Simão, n minha opinião apenas são esteticamente diferentes porque o Guardiola consegue dar essa dimensão extra que falas ao futebol da sua equipa, mas ambas as equipas joga(va)m bom futebol. O Chelsea defendia bem, atacava bem, controlava o ritmo dos jogos, era sempre superior, jogava bem e jogava melhor que os outros. Era menos vistoso que o Arsenal, por exemplo, mas no cômputo geral jogava melhor. Eu também prefiro o Barcelona do Guardiola, mas isso não invalida que equipas com um futebol menos apoiado, ou com menos preocupações estéticas, joguem bem. Como a Juventus do Lippi ou o início do Milan do Ancelotti, para dar outros exemplos de topo. Claro que ter jogadores de top facilita, e muito, a tarefa do treinador.
De
tma a 21 de Outubro de 2009
Simão, para começar, saúdo o teu regresso à escrita na Tertúlia!
Quanto ao post em si, estou inteiramente de acordo. Ainda assim, acrescento que, no que se refere ao Benfica, entre jogar "feio" e ganhar ou jogar "bonito" e perder, claramente prefiro a primeira.
Felizmente o Benfica tem conseguido conciliar a eficácia com o espectáculo, o que é fundamental para criar um clima de confiança na equipa e para cativar os adeptos, o que é essencial para que se estabeleça uma relação simbiótica entre ambos :-P
E o mais importante, é que o espectáculo surge em função da eficácia: a preocupação é sempre ganhar e é dessa atitude vencedora mantida ao longo dos 90 minutos (e não apenas em algumas partes do jogo) que decorrem o bom futebol e os muitos golos que o Benfica tem marcado.

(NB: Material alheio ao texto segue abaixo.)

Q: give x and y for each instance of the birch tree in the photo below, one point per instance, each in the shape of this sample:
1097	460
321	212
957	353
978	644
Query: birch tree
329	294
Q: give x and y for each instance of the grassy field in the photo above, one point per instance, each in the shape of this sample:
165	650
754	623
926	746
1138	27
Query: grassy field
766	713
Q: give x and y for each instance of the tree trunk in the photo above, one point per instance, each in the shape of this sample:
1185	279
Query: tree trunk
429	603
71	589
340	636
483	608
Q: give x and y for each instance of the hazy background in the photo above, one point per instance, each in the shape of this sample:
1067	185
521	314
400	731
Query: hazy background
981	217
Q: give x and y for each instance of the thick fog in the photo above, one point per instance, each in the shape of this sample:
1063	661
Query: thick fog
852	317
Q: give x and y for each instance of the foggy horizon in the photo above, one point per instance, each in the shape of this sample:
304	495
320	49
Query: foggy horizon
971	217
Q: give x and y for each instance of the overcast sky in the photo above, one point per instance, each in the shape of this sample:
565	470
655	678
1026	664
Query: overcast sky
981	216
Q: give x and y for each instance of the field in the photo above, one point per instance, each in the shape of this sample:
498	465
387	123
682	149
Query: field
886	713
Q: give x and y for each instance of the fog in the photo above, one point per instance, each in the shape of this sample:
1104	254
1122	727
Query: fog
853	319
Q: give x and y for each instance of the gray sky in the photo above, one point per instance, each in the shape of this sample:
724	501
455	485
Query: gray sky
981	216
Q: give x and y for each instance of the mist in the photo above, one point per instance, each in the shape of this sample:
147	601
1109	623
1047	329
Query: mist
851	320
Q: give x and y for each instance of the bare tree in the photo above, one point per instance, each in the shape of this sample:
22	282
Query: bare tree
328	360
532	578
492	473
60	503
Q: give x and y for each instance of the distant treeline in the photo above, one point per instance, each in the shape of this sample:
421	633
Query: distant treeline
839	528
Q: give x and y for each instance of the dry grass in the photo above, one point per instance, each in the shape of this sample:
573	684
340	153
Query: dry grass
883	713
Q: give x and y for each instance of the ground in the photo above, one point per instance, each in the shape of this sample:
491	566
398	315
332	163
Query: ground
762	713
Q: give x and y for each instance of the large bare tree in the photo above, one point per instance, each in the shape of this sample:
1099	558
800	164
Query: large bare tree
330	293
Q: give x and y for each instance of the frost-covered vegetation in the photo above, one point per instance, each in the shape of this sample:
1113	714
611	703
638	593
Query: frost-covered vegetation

No entanto, não deixa de ser irónico que no mesmo dia em que escreveste o post, o Barcelona tenha perdido em casa para CL contra uma equipa teoricamente inferior e que claramente privilegiou a eficácia em detrimento da espectacularidade. Mas embora o Rubin tenha tido alguma sorte, a vitória não foi meramente fruto do acaso.
De André a 21 de Outubro de 2009
A nomeação do Vasco Santos para o SLB-Nacional é escandalosa e pode mesmo ser entendida como uma provocação ao SLB! Lembram-se do SLB-Setúbal da época passada? Lembram-se do FCP-Leixões já desta época em que Vasco Santos não assinala logo no início do jogo uma falta perigosa a favor do Leixões e depois inventa o penalty da tranquilidade para o FCP?
Além disso o histórico de Vasco Santos é bem conhecido... está inclusivamente implicado nas certidões do Apito Dourado.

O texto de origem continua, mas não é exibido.